Custom filters and transitions are also within your creative realm, if you can specify an arithmetic expression in the Filter Factory or Transition Factory. The programmers are offering a leg up for creating special-use filters and they believe users will exchange and pass them around like Shareware.
Oceans of Motion
A QuickTime movie generated from setting a single still image in motion is the starting point for anyone wanting to get their chops down with QuickTime movie making-without the luxury of a capture board or huge disk array or other expensive peripheral hardware-just software. You probably have a spare PICT hanging around on your hard drive, now you can make it move, or otherwise give it new meaning by virtue of making it dynamic instead of static. Do it today. It will get your creative juices flowing and you will understand the power of this program.

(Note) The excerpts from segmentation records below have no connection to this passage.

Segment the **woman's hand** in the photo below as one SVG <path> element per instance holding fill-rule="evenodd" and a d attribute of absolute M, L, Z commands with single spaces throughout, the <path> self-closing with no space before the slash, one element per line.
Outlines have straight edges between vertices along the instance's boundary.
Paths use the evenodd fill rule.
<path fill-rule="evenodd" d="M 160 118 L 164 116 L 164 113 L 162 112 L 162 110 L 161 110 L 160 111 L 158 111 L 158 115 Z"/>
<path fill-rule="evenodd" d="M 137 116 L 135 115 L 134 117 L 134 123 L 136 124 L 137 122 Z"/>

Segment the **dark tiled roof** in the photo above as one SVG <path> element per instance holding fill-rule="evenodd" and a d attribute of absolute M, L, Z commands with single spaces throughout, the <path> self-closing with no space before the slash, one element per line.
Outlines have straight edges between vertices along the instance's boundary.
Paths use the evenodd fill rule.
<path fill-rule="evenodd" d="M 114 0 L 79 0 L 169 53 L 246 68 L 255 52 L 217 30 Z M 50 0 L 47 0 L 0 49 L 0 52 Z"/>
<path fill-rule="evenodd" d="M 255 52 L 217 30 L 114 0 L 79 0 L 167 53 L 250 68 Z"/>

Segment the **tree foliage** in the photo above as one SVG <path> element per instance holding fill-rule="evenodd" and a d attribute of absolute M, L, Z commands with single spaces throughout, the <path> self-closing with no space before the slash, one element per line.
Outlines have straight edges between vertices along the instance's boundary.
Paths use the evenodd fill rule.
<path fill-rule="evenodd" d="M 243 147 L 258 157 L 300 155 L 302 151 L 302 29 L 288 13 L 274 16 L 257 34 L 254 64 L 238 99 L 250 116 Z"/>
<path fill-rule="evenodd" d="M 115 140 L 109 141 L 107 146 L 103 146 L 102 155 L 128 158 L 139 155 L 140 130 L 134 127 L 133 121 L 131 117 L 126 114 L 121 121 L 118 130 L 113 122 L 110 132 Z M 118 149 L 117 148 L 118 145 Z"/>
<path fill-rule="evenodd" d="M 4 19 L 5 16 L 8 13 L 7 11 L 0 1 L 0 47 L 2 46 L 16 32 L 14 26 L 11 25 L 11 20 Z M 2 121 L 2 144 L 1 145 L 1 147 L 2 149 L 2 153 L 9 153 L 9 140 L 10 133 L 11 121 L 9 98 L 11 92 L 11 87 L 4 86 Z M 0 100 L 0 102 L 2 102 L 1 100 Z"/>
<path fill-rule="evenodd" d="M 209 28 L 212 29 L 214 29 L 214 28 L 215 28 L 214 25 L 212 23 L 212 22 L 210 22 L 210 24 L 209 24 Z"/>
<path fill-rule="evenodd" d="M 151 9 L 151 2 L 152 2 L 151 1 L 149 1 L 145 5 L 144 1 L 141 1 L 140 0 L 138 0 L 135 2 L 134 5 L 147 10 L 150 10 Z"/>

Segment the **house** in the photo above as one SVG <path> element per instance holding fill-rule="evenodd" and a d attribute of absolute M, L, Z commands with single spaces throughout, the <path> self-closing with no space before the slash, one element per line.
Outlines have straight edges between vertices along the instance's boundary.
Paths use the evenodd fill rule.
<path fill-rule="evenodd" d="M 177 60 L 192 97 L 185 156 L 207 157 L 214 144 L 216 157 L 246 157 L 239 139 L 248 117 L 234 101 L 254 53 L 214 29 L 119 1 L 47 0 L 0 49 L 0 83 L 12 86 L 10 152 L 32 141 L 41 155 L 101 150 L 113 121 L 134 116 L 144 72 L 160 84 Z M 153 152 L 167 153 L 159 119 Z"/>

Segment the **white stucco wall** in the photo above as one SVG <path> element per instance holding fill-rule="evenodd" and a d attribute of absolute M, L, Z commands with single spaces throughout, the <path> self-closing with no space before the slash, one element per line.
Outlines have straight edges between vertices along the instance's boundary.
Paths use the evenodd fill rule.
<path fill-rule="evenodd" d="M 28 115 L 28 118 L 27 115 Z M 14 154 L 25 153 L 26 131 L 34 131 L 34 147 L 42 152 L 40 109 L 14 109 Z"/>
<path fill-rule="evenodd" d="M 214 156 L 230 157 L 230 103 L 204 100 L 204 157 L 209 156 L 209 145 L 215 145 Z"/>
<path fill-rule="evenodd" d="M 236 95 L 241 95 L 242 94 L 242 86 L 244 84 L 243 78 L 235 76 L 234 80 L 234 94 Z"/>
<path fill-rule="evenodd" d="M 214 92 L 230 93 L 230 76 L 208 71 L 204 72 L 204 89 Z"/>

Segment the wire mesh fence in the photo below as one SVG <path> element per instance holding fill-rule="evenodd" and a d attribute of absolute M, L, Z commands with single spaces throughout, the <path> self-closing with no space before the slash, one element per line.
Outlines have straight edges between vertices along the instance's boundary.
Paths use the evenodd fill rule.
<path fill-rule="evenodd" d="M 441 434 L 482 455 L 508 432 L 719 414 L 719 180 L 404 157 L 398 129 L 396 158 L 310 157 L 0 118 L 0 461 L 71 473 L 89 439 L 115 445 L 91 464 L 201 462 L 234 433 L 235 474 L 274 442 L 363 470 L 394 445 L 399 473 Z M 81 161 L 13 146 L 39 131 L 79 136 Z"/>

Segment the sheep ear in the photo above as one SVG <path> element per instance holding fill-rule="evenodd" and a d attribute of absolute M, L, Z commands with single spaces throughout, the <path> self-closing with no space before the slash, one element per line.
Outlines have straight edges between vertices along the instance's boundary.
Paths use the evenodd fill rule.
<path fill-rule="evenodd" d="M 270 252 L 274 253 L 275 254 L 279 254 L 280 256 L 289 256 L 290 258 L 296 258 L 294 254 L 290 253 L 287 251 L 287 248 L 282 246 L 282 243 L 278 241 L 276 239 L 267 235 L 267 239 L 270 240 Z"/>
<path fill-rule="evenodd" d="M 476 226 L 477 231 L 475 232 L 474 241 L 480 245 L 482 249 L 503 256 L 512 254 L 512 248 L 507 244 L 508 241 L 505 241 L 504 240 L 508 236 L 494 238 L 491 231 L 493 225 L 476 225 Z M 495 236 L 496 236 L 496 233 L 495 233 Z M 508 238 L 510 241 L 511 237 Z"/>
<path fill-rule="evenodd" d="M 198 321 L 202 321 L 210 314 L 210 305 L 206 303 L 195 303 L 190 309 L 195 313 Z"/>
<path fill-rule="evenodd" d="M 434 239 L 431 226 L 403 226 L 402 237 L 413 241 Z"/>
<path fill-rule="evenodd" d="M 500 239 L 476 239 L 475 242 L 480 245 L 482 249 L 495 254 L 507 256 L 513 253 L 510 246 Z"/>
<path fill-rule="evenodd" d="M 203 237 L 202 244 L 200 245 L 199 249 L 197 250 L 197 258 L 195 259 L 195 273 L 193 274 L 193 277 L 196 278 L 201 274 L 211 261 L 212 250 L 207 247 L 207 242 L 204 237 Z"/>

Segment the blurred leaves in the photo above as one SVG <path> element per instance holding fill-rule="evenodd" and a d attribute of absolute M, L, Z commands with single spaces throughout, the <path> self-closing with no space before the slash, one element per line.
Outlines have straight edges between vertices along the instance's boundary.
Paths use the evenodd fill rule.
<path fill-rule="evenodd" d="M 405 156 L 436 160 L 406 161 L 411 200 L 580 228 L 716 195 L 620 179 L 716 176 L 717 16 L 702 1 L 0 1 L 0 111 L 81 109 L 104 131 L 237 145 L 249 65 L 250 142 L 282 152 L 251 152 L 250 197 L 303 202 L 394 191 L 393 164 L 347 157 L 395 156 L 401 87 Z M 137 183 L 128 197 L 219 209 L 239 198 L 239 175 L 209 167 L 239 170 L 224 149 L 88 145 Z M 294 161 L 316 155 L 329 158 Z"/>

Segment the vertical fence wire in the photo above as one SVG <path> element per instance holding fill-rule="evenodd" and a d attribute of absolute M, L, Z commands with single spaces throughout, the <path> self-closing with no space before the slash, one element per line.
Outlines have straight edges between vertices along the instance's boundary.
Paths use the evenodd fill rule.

Of course, you can fine tune each with the interactive sliders, but for overall invisibility, each superimpose track offers its own fade control. In its vicinity, the cursor becomes a pointing finger able to adjust the rubber band with handles to fade in and out at your chosen "point." New 4.0 tools include a Fade scissors to shorten a fade for more dramatic effect and a complimentary Fade adjustment tool for uniform adjustment.
This is not to say that Premiere doesn't have its high-end covered. As mentioned before, it can support batch capture with device control, digitizing and playback with an integrated hardware assist, and effectively enable a dump to videotape. You can also calibrate timecode, generate EDLs, twiddle the Waveform Monitor, dabble with the Vector Scope. This is truly a highend tool, but don't overlook the extremely accessible low end goodies that you don't have to wait to play with today. Get your hands on Version 3.0 or even 2.0 if you can find it. Adobe Audition will let you try out a somewhat lesser version of both Photoshop and Premiere and will give you a good idea of what they both have to offer.
As if to prove some kind of point, ther are further enhancements and totally new features. Premiere 4.0 includes Power Macintosh support, as well as, support for Ilustrator 5.0 files. Performance in Print to video is now immediate. You can float windows so they won't submarine behind others, and you can save window arrangements that work for you. Yet another Adobe-wise feature; the Command Pallette, for frequently used commands, has debuted in this new version. True NTSC video frame rates (29.97 fps) can be recorded, compiled and viewed in clips. There's the ability to do 60 field processing and stop-motion capture freeze frames. Perhaps my favorite, the timecode decoder, can read burned in time code and translate it it to editable text-a little OCR engine. Videographers should lavish awards and prize money on the Premiere team for this feature alone.
The price is steep but considering the tool and Adobe's practical upgrade path, it's well worth your while. Simple truth, this is state-of-the-art software that just keeps getting better. As an artist, I'm thrilled to work with such a vivid brush. As a computer nerd, I admire the complex code that makes it work so easy. All the while, the user in me doesn't see it as work at all.